If you have kids who want to garden, great. You won’t have trouble convincing them. But for kids who aren’t as sure, Mead recommends letting them experiment and have input along the way. Before even getting out to plant, she says to get kids researching, planning, and looking up pictures of what they want to grow.
Then when it is time to dig in the dirt, Mead says to let kids do the leading to figure out what works for them. For her daughter, this means picking out seeds and planning the varieties. For her son, this means moving things around for her and getting out his ax to prepare a garden area.
Even though the garden is all planted, you're not finished. Every good garden needs care and attention, and kids should be involved. General garden maintenance and watching something go from seed to plant to fruit can yield great life lessons in patience, self-confidence, and responsibility.
So how do you get started with your victory garden?
As a kid who had my own farmers' market veggie stand growing up and the former editor of a gardening magazine, I do have a few starter tips. These are also good activities for your kids to do with our Independence Kit.
First, get buy-in from your kids and the rest of the family.
You can have your own lovely dreams of making this a happy, joyful family experience, but that doesn't mean everyone else in the house agrees. Rally the family and get them all on board for growing a garden. I have two kids, and I can tell you my son loves to garden while my daughter is pretty eh about it all. The way I've gotten her to join in is by giving her freedom to choose what she wants to grow. (It's almost always strawberries.) It can actually be a lot of fun to map out your garden and plan what you're going to grow. But you can't force enthusiasm. Try to get them interested early on before planting day.
Second, don't overdo it.
Gardeners never have trouble filling their garden. Just flipping through one seed catalogue or looking online at one site will give you so many ideas, but try to remember what you have time and space for. Watermelons seem great until you realize you need about 24 square feet for a single plant. Figure out what is manageable and then build your plan from there. If you don't have space, consider renting a community garden plot in your area. Just do a web search to find one. And if you want to make the most of your space, look into containers, raised beds, and this awesome method, called square foot gardening. It's what my family currently does, and it really maximizes our options.

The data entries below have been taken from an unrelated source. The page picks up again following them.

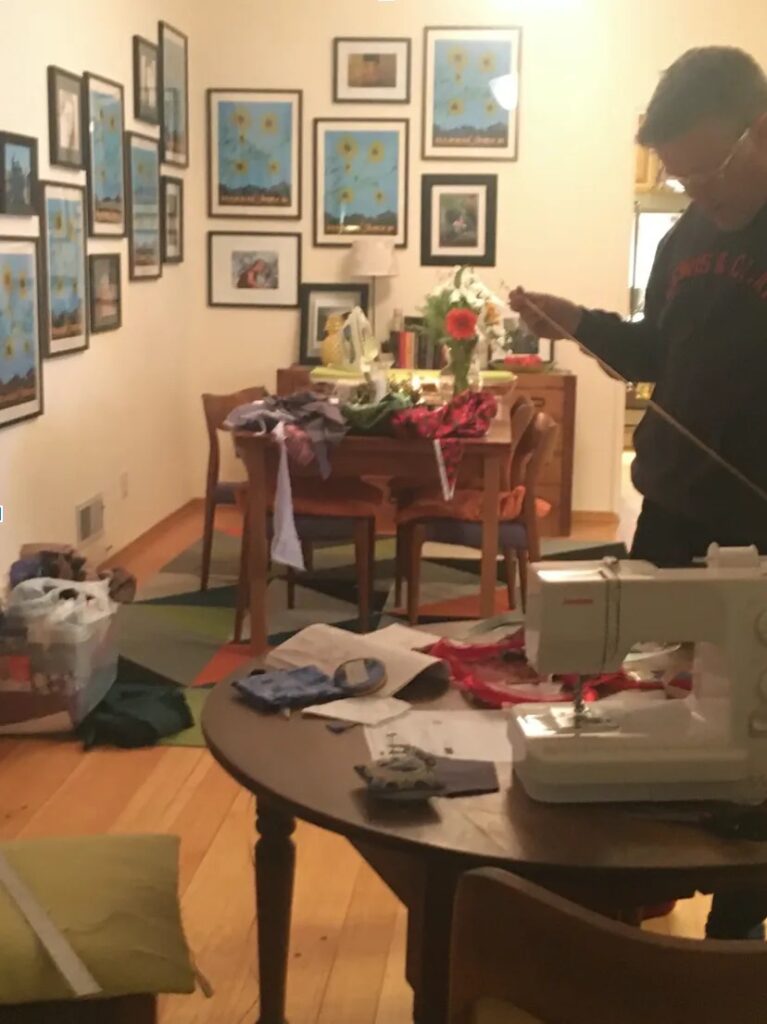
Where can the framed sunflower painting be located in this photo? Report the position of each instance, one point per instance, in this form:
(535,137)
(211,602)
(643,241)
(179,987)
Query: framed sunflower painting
(360,180)
(254,153)
(471,76)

Third, if your seed-starting efforts fail, have back-up plants ready to go.
Right now, I'm hearing a lot of news about people starting their own seeds—seed companies are breaking sales records. That's great. The satisfaction of growing food from a seed is hugely rewarding. However, it's not always easy. So many things can go wrong with seedlings, so don't put all your efforts into them. (I've had plenty of years where my seeds just didn't make it, and it's really frustrating.) Keep this in mind as you're planning. You might want to have a back-up plan ready to go, like ordering online or picking up from a local garden center. This is going to be a busy garden season, and you'll be glad you made plans early.
And finally, have your kids take ownership every step of the way.
The fun part of a garden is the planning and planting, but the real life lessons and accomplishments come in the work after. Gardening does include chores like weeding, watering, and general upkeep. Don't forget this part. I swear it's the biggest reason gardens fail for most people. Gardens can be needy, but they're worth it. Food shortage or not, they really are a great opportunity for families to come together and for kids to grow their independence.